All of these aspects are obstacles on the way to the Sunshine Double, some are smaller, others are larger, and tennis players are masters in adapting to new circumstances every week. It is, after all, the only sport that requires their athletes to be decent on three different surfaces in order to be successful.
And yet, the most difficult task in winning the Sunshine Double is neither the time difference nor the contradictory conditions. It’s the ability to remain in a competitor’s mindset, be focused, have emotional stability, for four weeks straight. It’s already hard enough to do it at a Grand Slam tournament that lasts two weeks, to do it for four weeks - day in, day out, focus, sleep, train, compete, recover, focus again - is next to impossible. Still, there are players out there who have pulled it off and Aryna Sabalenka and Jannik Sinner are in pole positions to accomplish the same.
We should be (a little) angrier at Novak, Roger and Rafa. At Serena and Steffi. They desensitised us. They made things seem easy that were never meant to be easy. They stole our natural instinct to be in awe. And we still love them.

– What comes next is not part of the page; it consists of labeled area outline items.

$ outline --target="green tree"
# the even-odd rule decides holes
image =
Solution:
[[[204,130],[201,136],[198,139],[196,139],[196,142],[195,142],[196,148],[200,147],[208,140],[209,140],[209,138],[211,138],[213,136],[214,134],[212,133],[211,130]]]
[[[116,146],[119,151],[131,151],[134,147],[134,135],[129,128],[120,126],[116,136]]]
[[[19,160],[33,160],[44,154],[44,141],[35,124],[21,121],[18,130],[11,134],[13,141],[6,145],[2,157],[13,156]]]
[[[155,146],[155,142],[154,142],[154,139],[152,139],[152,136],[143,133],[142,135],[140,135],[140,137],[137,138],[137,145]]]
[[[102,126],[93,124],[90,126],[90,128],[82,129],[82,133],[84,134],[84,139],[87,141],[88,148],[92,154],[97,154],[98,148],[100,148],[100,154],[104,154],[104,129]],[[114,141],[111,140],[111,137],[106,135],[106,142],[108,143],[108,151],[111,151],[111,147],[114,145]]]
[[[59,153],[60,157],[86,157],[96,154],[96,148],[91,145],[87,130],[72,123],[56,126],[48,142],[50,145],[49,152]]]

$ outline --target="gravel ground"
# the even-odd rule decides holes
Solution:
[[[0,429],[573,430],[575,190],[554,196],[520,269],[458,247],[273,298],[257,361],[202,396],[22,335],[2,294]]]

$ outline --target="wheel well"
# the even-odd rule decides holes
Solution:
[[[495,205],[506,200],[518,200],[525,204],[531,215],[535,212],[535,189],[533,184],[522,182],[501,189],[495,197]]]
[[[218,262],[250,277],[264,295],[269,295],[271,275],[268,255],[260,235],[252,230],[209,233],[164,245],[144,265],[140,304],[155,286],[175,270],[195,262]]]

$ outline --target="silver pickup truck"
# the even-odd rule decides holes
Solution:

The first man to ever win the Sunshine Double was Jim Courier. I asked him whether it was harder to win the Sunshine Double or to date a French woman. I’ll spare you his answer but French women are beautiful and complicated. Just like the Sunshine Double. And all other human beings.
Things that make me happy
We had so many good matches over the course of the last four weeks. The women’s final in Indian Wells, the Djokovic/Draper, the Sinner/Fonseca, the Gauff/Bencic. And yet, the best of all was the Tommy Paul and Arthur Fils night session in which Arthur saved four match points to take the win 7:6 in the third. The quality of tennis was astonishing. Tommy Paul rushed the net like Germans rush a place where you can get something for free. And Arthur Fils enthralled the crowd with guts, charisma and a skin so smooth and perfect, I was convinced he was wearing a live filter. Thank you, gentlemen, for this elite late night entertainment.
Things that make me unhappy
There is too much influencing going around in Miami. I was at a beautiful Greek restaurant where a girl bumped my chair five times to take a photo of her octopus. The mature person that I display on the outside smiled passive-aggressively and continued to chew on her feta cheese. The immature person that I truly am on the inside had an internal Larry Davidesque breakdown.
May the final weekend of the Miami Open be a good one. And may I find better beachwear to not embarrass the seagulls the next time I go to the beach.
Yours truly, Andrea





Why not? You teed it up. Ok, I believe Novak, Roger, and Rafa made different parts of the game seem easy- very very different parts. Novak made preparing for shots, racket back, in balance, a skill that every good player knows is more than half the game, look like anyone could do it. Anyone can do it, perhaps half the time, watch Novak and you would think it’s possible to do all the time, in matches, without fail. Roger made hitting whatever shot, in whatever situation, seem not only easy, but actually possible. AND still win competitive matches while doing so. If it was so easy, I would suggest many more pros would be doing it, rather than one gifted player every thirty years or so. And finally, in a nod to last week, Rafa made it look easy to never, ever bail out on a point, whether ahead, behind, match point up, match point down, first round, Wimbledon final. He’s almost one of one, and he still did it into his late thirties, as like a 100 millionaire. That may be the hardest thing to make look easy of them all. :)
Love your writing, and your Big T commentary! I also appreciate how fair and supportive you are to players. Great post.